Methods: SAN was extracted and purified from the dry powder of Eomecon chionantha. Oncomelania hupensis were immersed in 5 mg/L sanguinarine (50 Oncomelania hupensis per 500 ml solution) or clean water at 25 degrees C for 36 h, the livers were isolated from live snails. Total glucogen content, malondialdehyde (MDA) level, activities of alanine aminotransferase (ALT), aspartate aminotransferase (AST), acid phosphatase (ACP), alkaline phosphatase (AKP), superoxide dismutase (SOD), peroxidase (POD) were determined respectively and the data were analyzed by independent t test.

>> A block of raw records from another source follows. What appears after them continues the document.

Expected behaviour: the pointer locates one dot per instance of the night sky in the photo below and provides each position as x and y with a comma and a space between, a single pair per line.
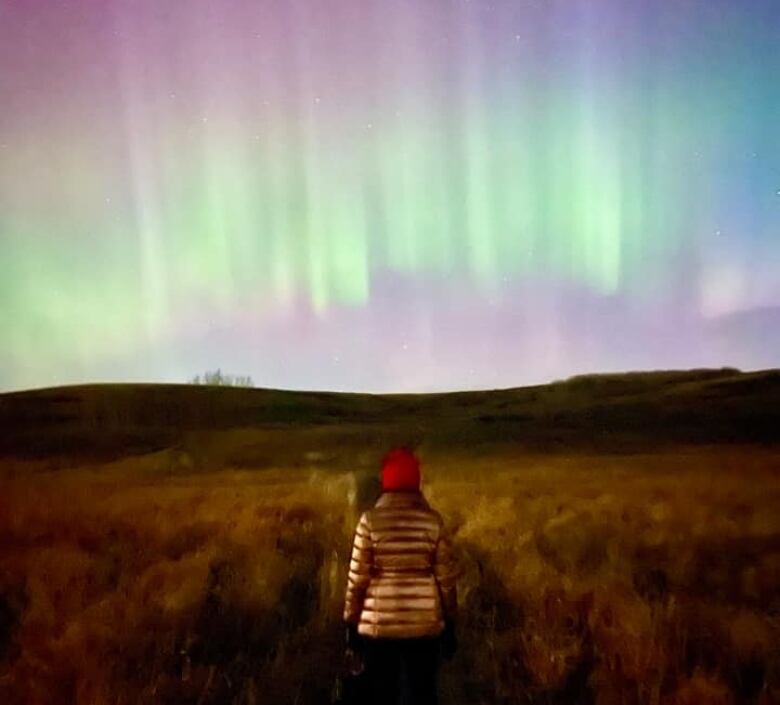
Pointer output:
394, 195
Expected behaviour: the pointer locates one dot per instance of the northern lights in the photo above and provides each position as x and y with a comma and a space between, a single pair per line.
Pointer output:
387, 196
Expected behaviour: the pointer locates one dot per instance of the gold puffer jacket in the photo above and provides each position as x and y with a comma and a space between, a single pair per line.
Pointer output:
402, 576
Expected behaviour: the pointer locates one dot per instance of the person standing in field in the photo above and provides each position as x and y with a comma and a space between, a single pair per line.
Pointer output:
401, 599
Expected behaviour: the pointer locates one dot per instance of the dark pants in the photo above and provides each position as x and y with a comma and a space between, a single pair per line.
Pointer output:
402, 671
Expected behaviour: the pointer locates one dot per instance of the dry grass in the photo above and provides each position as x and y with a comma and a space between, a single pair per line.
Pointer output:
606, 579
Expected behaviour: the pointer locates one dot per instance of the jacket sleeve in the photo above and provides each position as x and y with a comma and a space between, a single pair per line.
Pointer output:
359, 571
446, 572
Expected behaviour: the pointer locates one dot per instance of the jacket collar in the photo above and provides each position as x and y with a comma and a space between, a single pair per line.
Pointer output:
402, 499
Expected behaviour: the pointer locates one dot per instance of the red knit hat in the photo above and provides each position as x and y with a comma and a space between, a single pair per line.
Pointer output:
400, 471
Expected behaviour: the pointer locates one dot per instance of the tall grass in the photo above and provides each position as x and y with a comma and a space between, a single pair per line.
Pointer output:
586, 579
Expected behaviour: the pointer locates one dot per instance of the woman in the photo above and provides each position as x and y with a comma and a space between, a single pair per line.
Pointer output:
401, 599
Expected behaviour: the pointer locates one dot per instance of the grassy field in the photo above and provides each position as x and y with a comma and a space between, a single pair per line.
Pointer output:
204, 572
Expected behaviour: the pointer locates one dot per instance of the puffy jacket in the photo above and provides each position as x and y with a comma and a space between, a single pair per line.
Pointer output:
402, 575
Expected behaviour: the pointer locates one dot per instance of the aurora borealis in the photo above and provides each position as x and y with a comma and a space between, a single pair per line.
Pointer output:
387, 196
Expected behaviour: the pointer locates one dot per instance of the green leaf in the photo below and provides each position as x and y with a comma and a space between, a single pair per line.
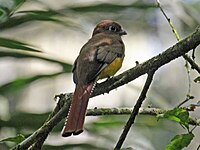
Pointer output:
28, 54
82, 146
17, 139
23, 82
36, 15
180, 141
107, 7
8, 43
197, 80
177, 114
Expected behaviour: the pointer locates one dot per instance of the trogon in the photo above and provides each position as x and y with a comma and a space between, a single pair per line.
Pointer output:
101, 57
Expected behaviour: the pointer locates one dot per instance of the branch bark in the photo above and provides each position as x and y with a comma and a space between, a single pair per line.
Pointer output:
135, 110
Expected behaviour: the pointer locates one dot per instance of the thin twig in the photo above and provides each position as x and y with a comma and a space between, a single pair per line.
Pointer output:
192, 63
186, 57
135, 110
47, 127
128, 111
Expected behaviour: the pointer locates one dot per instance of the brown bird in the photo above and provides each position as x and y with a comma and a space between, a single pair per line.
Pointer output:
101, 57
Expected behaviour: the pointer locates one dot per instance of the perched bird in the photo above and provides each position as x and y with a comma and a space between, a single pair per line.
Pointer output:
101, 57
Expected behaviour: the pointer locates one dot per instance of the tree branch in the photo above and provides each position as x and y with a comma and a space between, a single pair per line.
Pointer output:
128, 111
135, 110
60, 111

Results: The glucogen content of snail livers in the SAN group and the control group were (12.151 +/- 0.204) and (18.113 +/- 0.163) mg/g respectively, the difference between the two groups was significant (P < 0.05); the MDA levels of the two groups were (5.298 +/- 0.441) and (4.351 +/- 0.197) nmol/mgprot respectively, and the difference was not significant (P > 0.05); the activities of ALT, AST, ACP, AKP, SOD in the SAN group were (2.760 +/- 0.076) U/mgprot, (68.723 +/- 2.295) U/mgprot, (407.949 +/-19.868) U/gprot, (191.287 +/- 0.771) U/ gprot and (48.452 +/- 0.193) U/mgprot respectively, the activities of these enzymes in the control group were (1.104 +/- 0.000) U/mgprot, (49.448 +/- 1.626) U/mgprot, (344.475 +/- 30.186) U/gprot, (121.905 +/- 3.127) U/gprot and (38.814 +/- 2.765) U/mgprot respectively, the activities of ALT, AST, ACP, AKP and SOD were significantly increased after immersed in 5 mg/L SAN for 36 h, the differences were significant (All P values < 0.05); yet the difference of POD between the SAN group [(22.170 +/- 0.018) U/mgprot] and the control group [(21.747 +/- 0.264) U/mgprot] was not significant (P > 0.05).

Conclusion: SAN can destroy liver functions of Oncomelania hupensis through decreasing glucogen content and changing activities of some important enzymes in snail liver.